Cardinal Hlond: Rabbi on Sabbatianism, Sexual Revolution, and Jews

Here is my review, appearing about a week ago on Amazon. An American rabbi makes essentially the same comments that Polish Cardinal Hlond made in 1936–for which the latter is much criticized.
Review of Can Families Survive in Pagan America? By Samuel H. Dresner. 1995. Huntington House Publishers, Louisiana.
Reviewer: Mr. Jan Peczkis
A Jewish View of the Breakdown of the American Family. Inadvertent Insights into 1936 Cardinal Hlond on Jews and Morality
If you think that the breakdown in conventional morals, in America, is only a matter of concern for the Christian Right, think again. Rabbi Dresner echoes most of the same views. He points to the divine origins of the family. He also gives the reader a sense of history–pointing to the fact that ancient pagan societies tended to practice sexual license. (p. 67).
Rabbi Dresner tackles feminist spirituality, including the goddess feminists, and debunks the “men destroyed all the evidence” contention. (p. 122). He also points to the fact that archeological evidence proves without doubt that, contrary to the deniers, ancient pagans definitely engaged in child sacrifice, and did so on a large scale. (pp. 111-113).
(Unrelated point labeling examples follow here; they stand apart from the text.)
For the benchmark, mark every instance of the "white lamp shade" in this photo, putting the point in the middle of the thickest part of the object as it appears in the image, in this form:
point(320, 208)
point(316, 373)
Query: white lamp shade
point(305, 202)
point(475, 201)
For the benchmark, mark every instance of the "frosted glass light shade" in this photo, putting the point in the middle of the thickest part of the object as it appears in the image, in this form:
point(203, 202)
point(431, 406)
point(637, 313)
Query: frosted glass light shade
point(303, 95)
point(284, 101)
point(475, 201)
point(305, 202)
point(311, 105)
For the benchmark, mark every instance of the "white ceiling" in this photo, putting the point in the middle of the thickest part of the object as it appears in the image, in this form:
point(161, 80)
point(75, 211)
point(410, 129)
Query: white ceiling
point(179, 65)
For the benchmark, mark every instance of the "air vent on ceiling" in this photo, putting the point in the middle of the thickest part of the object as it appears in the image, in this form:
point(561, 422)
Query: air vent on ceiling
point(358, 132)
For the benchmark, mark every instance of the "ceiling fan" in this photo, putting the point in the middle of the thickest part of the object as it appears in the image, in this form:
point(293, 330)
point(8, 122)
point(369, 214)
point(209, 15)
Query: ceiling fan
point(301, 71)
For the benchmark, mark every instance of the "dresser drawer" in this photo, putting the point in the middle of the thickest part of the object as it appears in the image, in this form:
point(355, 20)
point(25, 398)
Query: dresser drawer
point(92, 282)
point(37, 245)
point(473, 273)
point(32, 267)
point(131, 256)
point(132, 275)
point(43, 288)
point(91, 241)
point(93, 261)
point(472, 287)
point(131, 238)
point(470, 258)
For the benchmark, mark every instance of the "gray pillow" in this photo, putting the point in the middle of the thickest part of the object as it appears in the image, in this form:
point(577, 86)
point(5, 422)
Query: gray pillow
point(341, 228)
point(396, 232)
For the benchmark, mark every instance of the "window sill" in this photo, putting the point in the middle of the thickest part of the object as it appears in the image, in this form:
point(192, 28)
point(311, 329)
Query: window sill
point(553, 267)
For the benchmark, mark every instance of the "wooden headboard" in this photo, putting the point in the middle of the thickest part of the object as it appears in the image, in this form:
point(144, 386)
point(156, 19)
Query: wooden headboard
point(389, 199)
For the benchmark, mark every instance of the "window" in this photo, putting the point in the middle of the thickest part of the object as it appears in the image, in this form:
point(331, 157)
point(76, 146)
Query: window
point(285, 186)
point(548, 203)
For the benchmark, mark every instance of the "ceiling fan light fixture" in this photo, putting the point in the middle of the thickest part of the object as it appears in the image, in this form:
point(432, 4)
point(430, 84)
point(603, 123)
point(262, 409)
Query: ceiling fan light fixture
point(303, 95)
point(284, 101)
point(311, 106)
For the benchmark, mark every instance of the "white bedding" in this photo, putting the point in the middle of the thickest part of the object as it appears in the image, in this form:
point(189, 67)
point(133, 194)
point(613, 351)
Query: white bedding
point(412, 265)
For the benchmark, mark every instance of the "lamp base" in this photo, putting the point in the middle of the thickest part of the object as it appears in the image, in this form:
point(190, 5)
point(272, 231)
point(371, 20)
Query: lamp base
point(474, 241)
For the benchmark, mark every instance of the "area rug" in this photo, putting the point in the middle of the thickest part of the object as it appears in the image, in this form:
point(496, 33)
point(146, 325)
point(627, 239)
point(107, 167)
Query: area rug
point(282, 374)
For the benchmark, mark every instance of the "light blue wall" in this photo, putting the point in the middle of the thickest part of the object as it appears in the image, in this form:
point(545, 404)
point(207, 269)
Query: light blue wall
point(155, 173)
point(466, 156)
It is obvious that Jews have been both victimizers and victims in the breakdown of the family. Dresner notes that 30% of the early leaders of the Communist revolution were Jews (p. 325), and that, “An unusually high percentage of the material on sexual liberation was written by Jews, as well as significant representation among its advocates. On a more commercial level, for example, Jews have been strongly represented in the PLAYBOY enterprises.” (p. 326; see also p. 193). Now the other side of the coin: Rabbi Dresner cites some data about American Jews (p. 78)–information that understates the matter because it is now quite dated. For instance, 91% of Jewish women believed that abortion on demand is all right, as against 56% of their gentile counterparts at the time. Only half as many Jews stated that religion was important in their lives compared to American non-Jews. Notably lower percentages of American Jews were married than non-Jews.
Secularism does not have a monopoly on sexual licentiousness. Consider antinomianism, and its variants. Dresner condemns the “spiritualization” of evil, as exemplified by the Baal Shem Tov, as well as Sabbatianism–towards which Isaac Bashevis Singer had been fascinated. (p. 183). Centuries earlier, Sabbatai Zvi and his successor, Jacob Frank, taught that the Torah had now been superceded, and that transgressions would now be mitzvoth (good deeds), (p. 160).
Isaac Bashevis Singer began his career as a deliverer of soft pornography to a Warsaw newspaper. (p. 180). Later, Singer lewdly dwelt on, and greatly exaggerated (in fact, celebrated), the sexual licentiousness among Poland’s pre-WWII Jews. Dresner adds, “Indeed, once freed from the restraints of the Polish-Jewish moralism and finding his American audience more accepting, his lust for acclaim led him to pursue his tawdry task even more single-mindedly, despite the fact that his writings appeared during and after the Holocaust.” (p. 179). What bothers Dresner is not so much Singer and his writings, but the acclaim he got from the Jewish community, culminating in the Nobel Prize. (p. 174). Moreover, hardly any Jews, outside of some Israeli ones (p. 185), have even criticized Singer, even though his writings can in no sense be rationalized as “reflecting reality”. (p. 177).
[All the foregoing has implications not discussed by Rabbi Dresner. In 1936, Polish Cardinal August Hlond made his much-condemned Jews-are-freethinkers and threat-to-morals statement. Part of this was undoubtedly a reaction to the rampant secularization of Poland’s Jews, especially the youth, along with frequent abandonment of morality. This obviously did not play well in the traditional Polish Catholic society. However, one wonders to what extent Sabbatian-style “religious” sexual licentiousness, as exemplified by Bashevis Singer (p. 182) and his fans, had also animated Hlond’s concerns.]